As indicated above, the impact of this video work on some of the sceptics has recently been attested in Malcolm Speed’s biography Sticky Wicket (2011, Harper Collins). The relevant text runs as follows:

Murali’s doosra had been tested it came in at 14 degrees, and after remedial training had been reduced to a mean of 10.2 degrees……There were still many who were suspicious……I was keen to hear Holdings views as he had agreed with former Indian spinner Bedi that Murali’s action was like a javelin throw. Holding satisfied my doubts with a strong opinion after the Dubai meeting, he said:”The scientific evidence is overwhelming ….when bowlers who to the naked eye look to have pure actions are thoroughly analysed with sophisticated technology now in place they are likely to be shown as straightening the arm by 11 and in some cases 12 degrees. Under a strict interpretation of the Law, these players are breaking the rules. The game needs to deal with this reality and make its judgement as to how it accommodates this fact.” The ICC ratified the new rule in 2005. Murali still has doubters. He has a very unusual action. He has a congenital defect in his right arm and uses his wrist extensively in the delivery action. I was convinced of the legality of his action when he undertook tests in which his arm was encased in a brace made of steel bars set into strong resin. With the brace on it still looked as if he straightened his arm, even though the brace made it impossible to do so. His unique shoulder action and amazing wrist action seem to create the illusion that he straightens his arm.”

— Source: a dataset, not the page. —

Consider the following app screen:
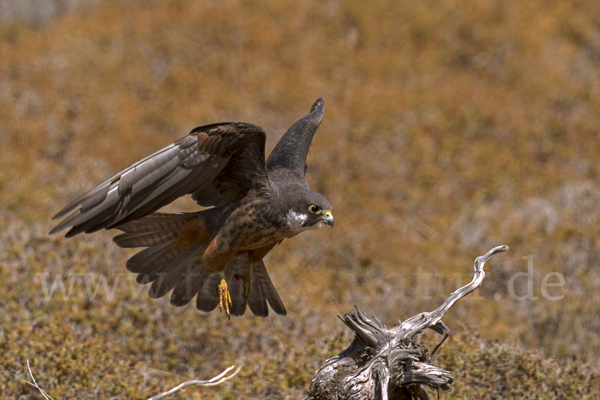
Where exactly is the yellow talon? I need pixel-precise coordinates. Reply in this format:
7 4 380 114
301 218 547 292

    Thus, in summary, Speed’s recounting supports the two main contentions that have been spelt out in the article “Saving Murali,” within Incursions and Excursions, namely, A) that hardline critics of the ICC’s sensible adjustments of the no-ball law, such as Holding, were blown apart by the power of the visual video evidence assembled by and Dr. Bruce Elliot (UWA),  Portus and Hurion at an ICC Committee meeting on this issue at Dubai in October 2004;[v] (B) that others were converted by the documentary films aired by Channel Four and ESPN

    The air is not crystal clear however. Neither of these films has been aired in Australiaand New Zealand. Many cricketing men in that part of the world, including Adam Gilchrist, Malcolm Conn and Martin Crowe, are convinced that the no-ball rule was tinkered with in order to protect Murali.[vi]

    It is possible that, unlike Speed, some of these obdurate men will remain entrapped in the dark dungeons of dogma even were they to be exposed to such visual evidence. We know that there are incorrigible Americans who believe that 9/11 was the work of their government; while others insist that Obama is Muslim. At no less an occasion than the prestigious Colin Cowdrey Lecture in 2006 Martin Crowe displayed to the cricket world how enmeshed he is in incorrigible obduracy when it comes to this topic.[vii] So, there are limits even to the power of the scientific visual. 


[i] For further details, see Michael Roberts, “Saving Murali: Action On-field and Off-field,, 1995-2005,” in Roberts, Incursions and Excursions in and around Sri Lankan Cricket,Colombo, Author, 2011, pp.11-38.

 [ii] Roberts, “Saving Murali,” pp. 123-30.

 [iii] For a useful interview with Hurion, see Sa’adi Thawfeeq, “ICC biomechanical expert says Murali was right,” 25 June 2005, http://www.paktribune.com/news/index.shtml?110627.

 [iv] See the preview article: Mark Nicholas, “Brace yourselves,’ 8 July 2004, http://www. smh.com.au/articles/2004/07/07/1089000223490.html?oneclick=true

 [v] Note Angus Fraser, “Murali in the clear as ICC revolutionises chucking laws,” The Independent, 10 Nov. 2004.

 [vi] Roberts, “Saving Murali,” pp. 123-30.